Saint Julie Billiart

Poverty
Bodily Ills
Disease

As a young girl in France, Saint Julie Billiart loved to play school. She went to a little one-room schoolhouse, and loved her lessons, especially her religion lessons. At the age of 16, she was hired to teach the farm workers about the Bible during their lunch break.

Saint Julie Billiart’s father owned a store and she often helped him with his work there. She was in the store the day a thief tried to rob them and shot her father. Her father survived but Saint Julie was deeply affected and became paralyzed from the trauma. She offered all of her pain and suffering to Jesus. Even though she was bedridden, she worked making lace and linen for altar cloths and vestments, taught poor children from her bed, prayed, and received the Eucharist every day.

During the French Revolution, priests and nuns were often imprisoned and even executed.
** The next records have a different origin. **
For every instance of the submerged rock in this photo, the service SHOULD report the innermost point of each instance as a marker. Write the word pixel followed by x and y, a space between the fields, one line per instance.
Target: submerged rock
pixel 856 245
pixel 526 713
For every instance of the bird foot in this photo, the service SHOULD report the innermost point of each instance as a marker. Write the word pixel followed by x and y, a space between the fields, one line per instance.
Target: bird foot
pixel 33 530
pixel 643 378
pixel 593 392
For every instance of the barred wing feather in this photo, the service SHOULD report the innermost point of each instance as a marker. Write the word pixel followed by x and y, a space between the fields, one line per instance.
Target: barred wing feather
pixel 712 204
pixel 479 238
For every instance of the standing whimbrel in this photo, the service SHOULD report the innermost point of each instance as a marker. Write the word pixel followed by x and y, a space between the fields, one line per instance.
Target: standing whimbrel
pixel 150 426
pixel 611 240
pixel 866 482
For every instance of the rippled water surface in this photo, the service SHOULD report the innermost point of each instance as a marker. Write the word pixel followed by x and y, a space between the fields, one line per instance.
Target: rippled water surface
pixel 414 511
Saint Julie Billiart worked to hide priests and help them avoid capture. She even had to escape and hide herself. Once she escaped in a wagon, she lay covered up with hay. She did all of this while paralyzed.

Saint Julie Billiart received a vision from Jesus instructing her to start a new religious order for women. Together with a French noblewoman, she co-founded the Sisters of Notre Dame de Namur.
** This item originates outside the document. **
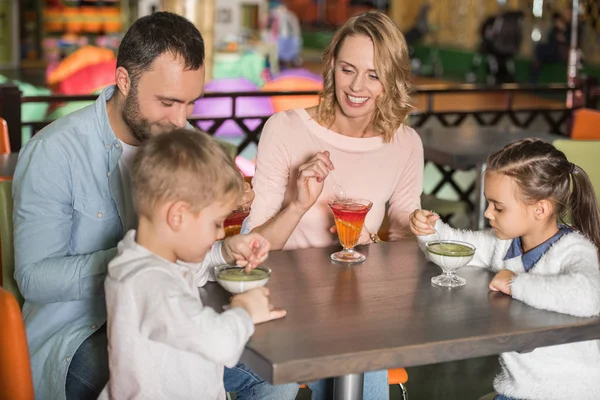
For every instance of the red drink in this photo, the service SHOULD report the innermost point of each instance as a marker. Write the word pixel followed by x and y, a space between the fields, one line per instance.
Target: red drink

Saint Julie Billiart was miraculously healed from her paralysis on the feast of the Sacred Heart. Able to walk again, she traveled to other towns and cities to spread news of the order of Sisters and to find young women to join them. The Sisters of Notre Dame were founded to help poor children, especially young girls, and to train teachers. The order grew rapidly and by the end of her life, she had founded 15 convents.

Saint Julie Billiart is the patron saint of poverty, bodily ills, and disease. She once said, "Be like the sunflower that follows every movement of the sun, and keep your eyes always turned towards our good God." Saint Julie Billiart can help us to keep our eyes turned toward God all day, every day.